Daniel meanwhile worked on his RAW file, without any idea or sight of what I had done, and some later mailed me this (cropped by me from his 35mm FF format):

daniel_solheimasandur_edit.jpg

Daniel Bergmann’s view (© Daniel Bergmann)

Interestingly, he’s ended up with much more blue, pretty much as the Velvia 100F slide suggested, and a lot lower contrast: I think he’s believed the camera, as opposed to me trying to recreate whatever I could remember of my impression.

The point of all this is this: with such a range of subjectivity, which can give results which are neither “right” nor “wrong” (even removing a colour cast is subjective), what characteristics of film can really be so important ? In the digital age, the main issue surely is to capture a neutral image which will give as much latitude as possible for subjective interpretation.

Which pretty much rules out Velvia 50, the great favourite of landscape photographers since Noah launched the Ark…

 

Posted in category "Hasselblad XPan" on Thursday, July 08, 2010 at 02:28 PM

Older Comments

from Tim Parkin on Thu, July 08, 2010 - 7:03

re: velvia 50. Not necessarily, if you want to separate out tones in a very flat picture, it’s indispensable. However, if you are only going to take one film and you want neutral with a large dynamic range (and transparency film) you really only have the choice of Fuji Astia or Kodak E100G (the latter being ludicrously neutral - almost like a raw file).

Personally I would take Velvia 50 and Astia 100 (although you need to get Astia from the states) or alternatively E100G

from david mantripp on Thu, July 08, 2010 - 10:03

Oh god - more choices!  Thanks for the suggestions, Tim - actually one some my main reference points are your comparisons.

Actually I remember using E100G way back, and yes, it is very neutral.  The standard advice was Velvia 50, and if you don’t like Velvia 50, Provia 100F.  I find Provia fine for warm sunny places - for example the Greek islands.  But for nordic landscapes the casts it tends to suffer from are more tricky.  There is of course another factor: the scanner.  My scanner deals with Velvia 100F pretty well.
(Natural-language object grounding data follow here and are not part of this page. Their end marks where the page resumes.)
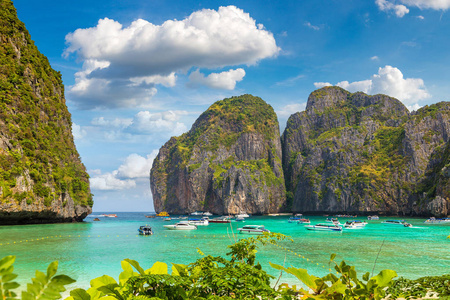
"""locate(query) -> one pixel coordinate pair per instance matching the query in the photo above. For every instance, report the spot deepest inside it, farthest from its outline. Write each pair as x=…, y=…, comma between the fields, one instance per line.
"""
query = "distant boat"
x=253, y=229
x=304, y=221
x=355, y=224
x=201, y=222
x=324, y=227
x=242, y=215
x=396, y=222
x=433, y=220
x=183, y=225
x=145, y=230
x=294, y=219
x=110, y=215
x=223, y=219
x=163, y=214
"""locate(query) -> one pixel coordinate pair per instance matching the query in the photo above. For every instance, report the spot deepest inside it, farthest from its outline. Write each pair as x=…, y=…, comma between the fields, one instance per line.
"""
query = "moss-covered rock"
x=230, y=161
x=42, y=178
x=359, y=153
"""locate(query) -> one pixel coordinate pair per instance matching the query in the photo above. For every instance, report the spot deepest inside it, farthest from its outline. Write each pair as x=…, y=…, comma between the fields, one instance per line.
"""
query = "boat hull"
x=255, y=232
x=322, y=228
x=175, y=227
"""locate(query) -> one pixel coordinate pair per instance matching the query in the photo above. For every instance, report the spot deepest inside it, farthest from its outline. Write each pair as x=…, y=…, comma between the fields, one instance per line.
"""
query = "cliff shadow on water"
x=347, y=152
x=42, y=179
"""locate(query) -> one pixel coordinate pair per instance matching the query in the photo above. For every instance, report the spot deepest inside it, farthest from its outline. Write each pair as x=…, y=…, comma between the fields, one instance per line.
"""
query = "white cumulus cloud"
x=109, y=181
x=133, y=167
x=402, y=9
x=121, y=61
x=389, y=81
x=429, y=4
x=136, y=166
x=224, y=80
x=144, y=123
x=399, y=9
x=290, y=109
x=78, y=132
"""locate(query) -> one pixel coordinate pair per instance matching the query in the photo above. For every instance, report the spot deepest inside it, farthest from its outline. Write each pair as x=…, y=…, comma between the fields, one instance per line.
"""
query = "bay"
x=93, y=248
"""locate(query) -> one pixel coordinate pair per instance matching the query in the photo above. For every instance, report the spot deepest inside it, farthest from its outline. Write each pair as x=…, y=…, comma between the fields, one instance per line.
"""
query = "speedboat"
x=242, y=215
x=433, y=220
x=324, y=227
x=145, y=230
x=355, y=224
x=253, y=229
x=110, y=215
x=359, y=223
x=163, y=214
x=223, y=219
x=393, y=222
x=183, y=225
x=304, y=221
x=201, y=222
x=396, y=222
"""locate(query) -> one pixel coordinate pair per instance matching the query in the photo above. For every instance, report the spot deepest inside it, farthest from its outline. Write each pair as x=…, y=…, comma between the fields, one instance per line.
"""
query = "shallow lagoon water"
x=90, y=249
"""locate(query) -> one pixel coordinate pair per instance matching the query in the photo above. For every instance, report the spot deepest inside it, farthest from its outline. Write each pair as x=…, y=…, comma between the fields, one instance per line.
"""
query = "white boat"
x=145, y=230
x=324, y=227
x=433, y=220
x=253, y=229
x=355, y=224
x=304, y=221
x=242, y=215
x=199, y=222
x=396, y=222
x=183, y=225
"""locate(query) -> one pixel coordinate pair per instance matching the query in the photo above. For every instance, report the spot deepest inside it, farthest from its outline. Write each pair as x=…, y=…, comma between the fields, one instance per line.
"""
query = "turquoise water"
x=90, y=249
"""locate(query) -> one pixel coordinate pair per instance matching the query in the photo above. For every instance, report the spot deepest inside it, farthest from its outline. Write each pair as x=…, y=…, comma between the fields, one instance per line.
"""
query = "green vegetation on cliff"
x=36, y=142
x=356, y=152
x=238, y=276
x=232, y=148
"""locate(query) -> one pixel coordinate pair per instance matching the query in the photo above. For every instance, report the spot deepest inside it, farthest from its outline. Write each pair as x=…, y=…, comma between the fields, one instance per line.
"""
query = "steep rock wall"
x=359, y=153
x=229, y=162
x=42, y=179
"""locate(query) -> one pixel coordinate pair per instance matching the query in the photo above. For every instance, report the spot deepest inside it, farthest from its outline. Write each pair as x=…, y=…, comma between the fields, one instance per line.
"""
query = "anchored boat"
x=253, y=229
x=324, y=227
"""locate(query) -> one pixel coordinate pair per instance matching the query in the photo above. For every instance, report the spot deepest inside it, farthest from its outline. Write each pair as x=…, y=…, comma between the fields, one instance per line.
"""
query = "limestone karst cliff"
x=42, y=179
x=229, y=162
x=359, y=153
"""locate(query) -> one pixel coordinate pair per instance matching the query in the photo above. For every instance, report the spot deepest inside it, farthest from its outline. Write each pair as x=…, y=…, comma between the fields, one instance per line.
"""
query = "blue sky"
x=138, y=72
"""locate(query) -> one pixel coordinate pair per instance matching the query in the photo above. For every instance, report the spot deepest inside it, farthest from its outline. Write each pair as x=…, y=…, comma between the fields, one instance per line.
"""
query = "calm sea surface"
x=91, y=249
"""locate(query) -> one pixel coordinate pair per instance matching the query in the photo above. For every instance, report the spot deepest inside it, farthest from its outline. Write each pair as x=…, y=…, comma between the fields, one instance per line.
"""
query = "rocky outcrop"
x=42, y=179
x=229, y=162
x=365, y=154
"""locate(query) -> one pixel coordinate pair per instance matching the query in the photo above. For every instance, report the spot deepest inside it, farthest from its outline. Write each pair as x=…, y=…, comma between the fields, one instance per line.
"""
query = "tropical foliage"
x=237, y=277
x=35, y=124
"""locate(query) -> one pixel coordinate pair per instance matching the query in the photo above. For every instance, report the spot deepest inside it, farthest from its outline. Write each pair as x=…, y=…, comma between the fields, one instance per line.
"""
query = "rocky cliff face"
x=359, y=153
x=229, y=162
x=42, y=179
It has casts, but they’re pretty linear, by which I mean there’s usually no significant midtone offset to deal with. Velvia RVP, well, that’s another story.  I usually have to correct first at scan time, then fine tune in Photoshop.  And for my tastes, even when the exposure is spot on, it has too much contrast, with too much density in the shadows.

Astia I tried once. It is actually available direct from Fuji here in Switzerland. Maybe I should try it again.  I haven’t seen E100G (or any of its variants) for quite a while.

from Tim Parkin on Thu, July 08, 2010 - 10:26

I think you’ll like Astia - it’s warmer (especially the shadows) and has a lot of latitude. Takes a little getting used to if you’ve used the velvias as it looks very different.

I’m currently extending my tests to covering every colour film available for large format (positive and negative!). I’ve got two graphmatics with all films loaded which I can fire off if I find the right subject. Two comparisons done so far :-)

Astia will push happily to 3-400 too!

from david mantripp on Fri, July 09, 2010 - 4:54

I’m beginning to be convinced. Having read a few other reports, I have a hunch that Astia could well be the way to go for Arctic photography.  Totally non-intuitive choice, but then again, under dull light I even found that Velvia 100F was not giving me optimal results last time out in Iceland in winter.  And V100F is absolutely NOT a “Velvia”, more a Provia without the green/blue tinge.

Actually, could it be said that Astia is somehow similar to Kodachrome 64 ? Because K64 (and K25) were really perfect for capturing delicate high latitude, low sun angle light.

from david mantripp on Fri, July 09, 2010 - 4:56

oh, and I might add in a few rolls of Provia 400X too, to be safe.

Velvia 50 ... dunno.  I guess, but only if I had two bodies, and I haven’t.